In the United States especially, the average person's diet lacks certain essential vitamins, minerals and nutrients. The best source of nutrients is from the foods we eat. But some nutrients are difficult to obtain in sufficient quantities. And the Food and Drug Administration (FDA) sets the recommended daily allowance (RDA) at the bare minimum instead of at the ideal amount.
As with any food product, read all nutrition information carefully. Many supplements contain unhealthy additives like sucrose, dextrose, artificial colors and glycols. Here is a list of nutrients and how they are used by the body as well as good sources for this nutrient.

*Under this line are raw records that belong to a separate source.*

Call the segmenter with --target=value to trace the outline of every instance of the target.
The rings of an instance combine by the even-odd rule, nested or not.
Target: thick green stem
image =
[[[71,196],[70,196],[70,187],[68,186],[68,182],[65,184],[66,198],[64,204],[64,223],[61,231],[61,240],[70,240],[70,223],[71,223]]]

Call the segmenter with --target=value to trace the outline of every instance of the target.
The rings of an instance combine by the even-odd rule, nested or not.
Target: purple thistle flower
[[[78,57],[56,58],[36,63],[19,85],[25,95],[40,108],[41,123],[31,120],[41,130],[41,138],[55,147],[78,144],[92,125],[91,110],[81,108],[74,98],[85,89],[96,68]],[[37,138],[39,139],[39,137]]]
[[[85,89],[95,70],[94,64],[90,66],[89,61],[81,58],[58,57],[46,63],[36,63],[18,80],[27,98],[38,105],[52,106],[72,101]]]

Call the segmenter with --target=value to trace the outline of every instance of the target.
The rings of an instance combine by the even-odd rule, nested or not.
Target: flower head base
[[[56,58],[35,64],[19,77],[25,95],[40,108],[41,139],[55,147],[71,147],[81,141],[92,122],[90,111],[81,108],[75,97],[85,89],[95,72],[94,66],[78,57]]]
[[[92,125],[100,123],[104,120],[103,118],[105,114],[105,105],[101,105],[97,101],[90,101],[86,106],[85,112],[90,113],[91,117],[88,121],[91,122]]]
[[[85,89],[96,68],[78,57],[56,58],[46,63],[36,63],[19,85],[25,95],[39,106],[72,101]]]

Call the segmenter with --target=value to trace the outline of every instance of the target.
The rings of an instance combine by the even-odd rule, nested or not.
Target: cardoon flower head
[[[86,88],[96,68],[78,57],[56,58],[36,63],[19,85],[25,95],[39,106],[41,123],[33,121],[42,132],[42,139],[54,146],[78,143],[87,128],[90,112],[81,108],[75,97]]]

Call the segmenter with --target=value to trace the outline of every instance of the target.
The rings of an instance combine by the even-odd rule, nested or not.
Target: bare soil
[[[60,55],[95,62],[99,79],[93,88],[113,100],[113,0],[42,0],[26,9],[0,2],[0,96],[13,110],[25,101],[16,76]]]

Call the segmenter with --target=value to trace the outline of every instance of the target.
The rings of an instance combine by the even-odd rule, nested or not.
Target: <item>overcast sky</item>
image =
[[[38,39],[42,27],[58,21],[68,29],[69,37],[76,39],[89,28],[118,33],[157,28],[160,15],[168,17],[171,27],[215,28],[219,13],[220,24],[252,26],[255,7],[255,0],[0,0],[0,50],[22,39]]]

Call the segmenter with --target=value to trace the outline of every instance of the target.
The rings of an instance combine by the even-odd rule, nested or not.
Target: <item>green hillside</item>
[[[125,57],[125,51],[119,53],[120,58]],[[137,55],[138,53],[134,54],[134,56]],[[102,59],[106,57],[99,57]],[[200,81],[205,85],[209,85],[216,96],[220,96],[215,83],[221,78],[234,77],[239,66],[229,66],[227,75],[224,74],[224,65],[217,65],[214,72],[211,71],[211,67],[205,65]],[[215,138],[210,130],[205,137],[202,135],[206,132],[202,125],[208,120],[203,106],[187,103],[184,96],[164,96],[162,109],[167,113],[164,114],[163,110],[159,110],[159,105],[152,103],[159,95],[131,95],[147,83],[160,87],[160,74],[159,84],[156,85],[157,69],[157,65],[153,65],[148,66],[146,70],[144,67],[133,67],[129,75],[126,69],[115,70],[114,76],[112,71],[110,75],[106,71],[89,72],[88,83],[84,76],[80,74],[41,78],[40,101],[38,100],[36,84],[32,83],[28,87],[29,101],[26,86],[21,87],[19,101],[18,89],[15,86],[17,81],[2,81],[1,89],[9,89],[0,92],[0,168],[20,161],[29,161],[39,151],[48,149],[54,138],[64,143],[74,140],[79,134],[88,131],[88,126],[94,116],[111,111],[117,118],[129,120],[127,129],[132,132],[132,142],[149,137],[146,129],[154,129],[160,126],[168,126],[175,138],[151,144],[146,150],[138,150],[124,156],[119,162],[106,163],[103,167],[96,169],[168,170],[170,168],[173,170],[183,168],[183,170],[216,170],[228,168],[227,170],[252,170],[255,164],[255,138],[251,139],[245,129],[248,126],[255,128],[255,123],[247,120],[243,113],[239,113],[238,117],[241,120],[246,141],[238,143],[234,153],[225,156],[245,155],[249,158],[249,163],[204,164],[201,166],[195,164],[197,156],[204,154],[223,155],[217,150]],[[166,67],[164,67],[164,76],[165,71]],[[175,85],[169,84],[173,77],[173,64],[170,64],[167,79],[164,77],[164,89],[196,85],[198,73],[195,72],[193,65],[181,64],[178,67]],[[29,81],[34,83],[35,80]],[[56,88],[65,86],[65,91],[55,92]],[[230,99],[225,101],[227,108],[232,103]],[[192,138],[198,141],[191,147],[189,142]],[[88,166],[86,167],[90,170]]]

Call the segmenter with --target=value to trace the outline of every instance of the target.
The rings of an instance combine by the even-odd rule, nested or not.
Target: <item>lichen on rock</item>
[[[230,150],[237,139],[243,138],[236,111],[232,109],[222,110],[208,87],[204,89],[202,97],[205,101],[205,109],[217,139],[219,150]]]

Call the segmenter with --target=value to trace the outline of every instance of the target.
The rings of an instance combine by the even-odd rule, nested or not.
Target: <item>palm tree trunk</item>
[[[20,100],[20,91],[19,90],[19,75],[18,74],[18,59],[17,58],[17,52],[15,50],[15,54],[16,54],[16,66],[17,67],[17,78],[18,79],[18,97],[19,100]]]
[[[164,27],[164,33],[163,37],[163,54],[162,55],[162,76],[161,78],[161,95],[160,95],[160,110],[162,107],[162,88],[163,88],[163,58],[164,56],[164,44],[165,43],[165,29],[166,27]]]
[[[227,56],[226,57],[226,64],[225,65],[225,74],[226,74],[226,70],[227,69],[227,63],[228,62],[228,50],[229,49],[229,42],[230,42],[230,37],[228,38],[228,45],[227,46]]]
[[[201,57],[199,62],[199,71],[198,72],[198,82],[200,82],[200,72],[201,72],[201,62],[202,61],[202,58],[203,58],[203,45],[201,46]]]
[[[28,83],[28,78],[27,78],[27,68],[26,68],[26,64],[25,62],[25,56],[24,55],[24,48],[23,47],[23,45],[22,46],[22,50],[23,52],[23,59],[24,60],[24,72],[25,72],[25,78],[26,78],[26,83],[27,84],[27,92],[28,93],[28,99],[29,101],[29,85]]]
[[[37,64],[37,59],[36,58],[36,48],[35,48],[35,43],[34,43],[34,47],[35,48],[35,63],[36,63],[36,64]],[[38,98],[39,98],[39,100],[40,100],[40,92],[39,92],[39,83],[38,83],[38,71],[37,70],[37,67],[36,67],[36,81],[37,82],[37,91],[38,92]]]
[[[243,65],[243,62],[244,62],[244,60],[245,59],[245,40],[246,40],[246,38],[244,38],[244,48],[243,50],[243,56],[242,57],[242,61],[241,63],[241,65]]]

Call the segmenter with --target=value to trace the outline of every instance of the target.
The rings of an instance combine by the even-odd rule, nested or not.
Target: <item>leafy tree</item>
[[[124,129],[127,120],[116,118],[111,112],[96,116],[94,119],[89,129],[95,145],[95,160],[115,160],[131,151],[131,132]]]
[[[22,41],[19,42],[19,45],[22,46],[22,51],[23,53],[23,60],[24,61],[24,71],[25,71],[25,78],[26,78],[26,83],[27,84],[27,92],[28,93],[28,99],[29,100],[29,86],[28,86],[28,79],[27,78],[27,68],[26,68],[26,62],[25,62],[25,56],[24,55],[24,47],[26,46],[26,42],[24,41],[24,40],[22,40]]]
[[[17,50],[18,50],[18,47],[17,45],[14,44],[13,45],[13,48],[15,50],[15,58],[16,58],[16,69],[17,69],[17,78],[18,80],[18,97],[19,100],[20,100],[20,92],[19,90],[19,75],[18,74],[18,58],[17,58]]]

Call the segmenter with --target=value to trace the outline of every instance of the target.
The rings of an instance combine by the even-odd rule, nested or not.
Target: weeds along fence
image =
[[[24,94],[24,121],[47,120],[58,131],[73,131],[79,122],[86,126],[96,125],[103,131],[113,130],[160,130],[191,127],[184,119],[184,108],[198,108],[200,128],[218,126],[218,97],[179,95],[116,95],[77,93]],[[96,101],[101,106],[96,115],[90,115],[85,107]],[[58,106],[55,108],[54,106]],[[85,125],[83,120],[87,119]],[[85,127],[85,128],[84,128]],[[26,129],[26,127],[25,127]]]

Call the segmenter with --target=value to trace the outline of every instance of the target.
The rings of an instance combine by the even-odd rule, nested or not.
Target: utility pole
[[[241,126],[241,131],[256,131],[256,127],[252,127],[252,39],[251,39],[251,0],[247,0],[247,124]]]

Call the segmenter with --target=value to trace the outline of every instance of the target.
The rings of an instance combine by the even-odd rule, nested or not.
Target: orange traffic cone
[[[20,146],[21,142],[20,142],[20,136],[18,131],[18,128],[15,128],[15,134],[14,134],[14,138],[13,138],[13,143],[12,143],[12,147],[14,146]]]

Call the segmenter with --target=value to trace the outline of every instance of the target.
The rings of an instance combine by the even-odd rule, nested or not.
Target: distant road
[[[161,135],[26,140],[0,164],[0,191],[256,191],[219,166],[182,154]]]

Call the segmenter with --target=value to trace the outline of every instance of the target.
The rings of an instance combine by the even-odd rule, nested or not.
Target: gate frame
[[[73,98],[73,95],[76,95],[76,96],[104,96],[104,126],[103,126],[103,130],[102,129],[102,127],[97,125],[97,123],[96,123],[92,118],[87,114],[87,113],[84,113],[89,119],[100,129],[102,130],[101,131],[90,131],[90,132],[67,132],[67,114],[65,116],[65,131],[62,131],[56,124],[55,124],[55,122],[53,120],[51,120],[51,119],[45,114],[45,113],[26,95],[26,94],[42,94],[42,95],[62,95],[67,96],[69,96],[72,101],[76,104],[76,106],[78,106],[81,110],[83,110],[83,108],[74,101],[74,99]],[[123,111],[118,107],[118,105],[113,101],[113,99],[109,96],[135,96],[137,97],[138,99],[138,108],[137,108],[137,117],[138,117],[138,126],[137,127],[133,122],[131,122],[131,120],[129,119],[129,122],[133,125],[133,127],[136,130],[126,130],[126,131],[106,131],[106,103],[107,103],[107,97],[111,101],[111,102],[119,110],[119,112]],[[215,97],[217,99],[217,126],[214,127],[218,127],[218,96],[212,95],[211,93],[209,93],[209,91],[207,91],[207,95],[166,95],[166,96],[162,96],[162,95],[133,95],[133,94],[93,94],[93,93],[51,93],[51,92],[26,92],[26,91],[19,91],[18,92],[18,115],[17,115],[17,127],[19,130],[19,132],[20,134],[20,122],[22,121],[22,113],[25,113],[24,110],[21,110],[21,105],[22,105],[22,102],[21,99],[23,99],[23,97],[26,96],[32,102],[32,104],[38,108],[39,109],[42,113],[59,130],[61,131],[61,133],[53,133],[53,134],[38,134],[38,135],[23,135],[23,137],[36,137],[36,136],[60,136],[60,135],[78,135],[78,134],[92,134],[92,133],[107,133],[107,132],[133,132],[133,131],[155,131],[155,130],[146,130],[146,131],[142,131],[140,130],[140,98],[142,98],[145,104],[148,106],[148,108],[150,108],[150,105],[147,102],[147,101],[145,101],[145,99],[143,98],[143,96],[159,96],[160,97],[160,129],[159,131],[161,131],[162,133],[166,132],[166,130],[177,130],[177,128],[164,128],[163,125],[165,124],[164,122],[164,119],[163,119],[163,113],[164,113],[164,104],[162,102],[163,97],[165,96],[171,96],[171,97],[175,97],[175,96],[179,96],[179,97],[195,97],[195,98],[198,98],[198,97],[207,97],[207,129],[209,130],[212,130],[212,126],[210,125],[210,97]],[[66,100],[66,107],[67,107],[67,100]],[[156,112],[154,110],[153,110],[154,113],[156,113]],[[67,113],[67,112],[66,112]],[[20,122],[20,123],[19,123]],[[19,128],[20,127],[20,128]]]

- Vitamin C- This is important for warding off and fighting infections. We can get it from fruits and vegetables, but often not enough. A good C supplement should provide you with 500-1000 mgs per day when you are healthy. When you are ill, you'll need 3,000-5,000 mgs per day! Any excess you take will not harm you. The Alacer company makes a product called 'Emergen-C.' It is a powder that dissolves in water and provides you with a good dose of C. It gets into the bloodstream more quickly than a tablet. Kids need plenty of C to cope with all the germs they encounter in school. As an antioxidant, Vitamin C helps the body release harmful chemicals.
- Vitamin B - This nutrient helps with healthy neurological and emotional functioning. It is a natural 'happy pill.' It also helps the body to heal. It can be difficult to obtain from foods. Choose a supplement labeled B-50 or B-100. These contain 50 to 100 mgs of each of the B vitamins (niacin, riboflavin, biotin) which is the beneficial amount. B-complex only contains the RDA and may not be as helpful. Vitamin B will make the urine neon yellow so don't panic! This is not unsafe.
- l. Acidophilus or l. bifidus - This is a healthy bacteria that the body needs to maintain digestive health. Anytime you take an antibiotic, it strips your body of all bacteria, and some bacteria is part of a healthy system. Acidophilus keeps the balance of bacteria in your system. It also helps heal yeast and fungal infections. It can be found in yogurt as well as in supplement form. The 'l' stands for lactose, as it is found in milk sugars. For those who are lactose intolerant, there are lactose-free varieties.
- Iron - This mineral is used by the body to keep the blood and circulatory system strong. It can often be found as 'ferrous sulfate' (iron + salt) or 'ferrous glutamate' (iron + sugar). Many who lack iron suffer from fatigue, weakness and frequent illness. Girls and women are generally in need of extra iron. It can leave an aftertaste and make stools darker, but it is not unpleasant.
- Fiber - I mention fiber because it is a popular supplement. It is important for digestive health and is cleansing to the system. But is not good to take as a supplement because it generally has additives and can cause dependency. Good natural fiber comes from beans, raisins, prunes, citrus fruit, bran cereals and oat bran, as well as green leafy vegetables.
- Calcium - This mineral is important for bone health. As great source is green leafy vegetables like spinach, field greens and bok choy. Women often need a supplement of calcium.
- Flax Seed Oil - This is an Omega-3 oil that is essential for heart, circulation and general system maintenance, especially in women. It is similar to fish oil, borage and evening primrose oil. Almonds, salmon and tuna are good sources, but a supplement is necessary.
- Essential Amino Acids- These include L-lysine, glucosamine and lycopene amongst others. I use Bragg's liquid amino which cooks and serves like soy sauce, but balances the body's acids. They can be taken as supplements. Glucosamine should be taken as a supplement, especially for those with muscular aches.
- Folic Acid- This is available as a supplement and is crucial for brain development. The time to supplement this nutrient is during the earliest time in pregnancy.
- Zinc - This mineral helps to ward off illness and infection and to fight infection. It can be obtained from lozenges in combination with Vitamin C.
These are the most common nutrients that the average person's diet lacks in sufficient quantities. Essential nutrition isn't just about what not to eat. It is important to monitor your dietary intake to ensure that you are getting what you need, and then supplement what is lacking. Eat whole grains, fresh fruits and vegetables, good proteins such as fish, almonds, peanut butter and beans, and avoid processed foods and artificial additives. Then supplement the nutrients that you lack.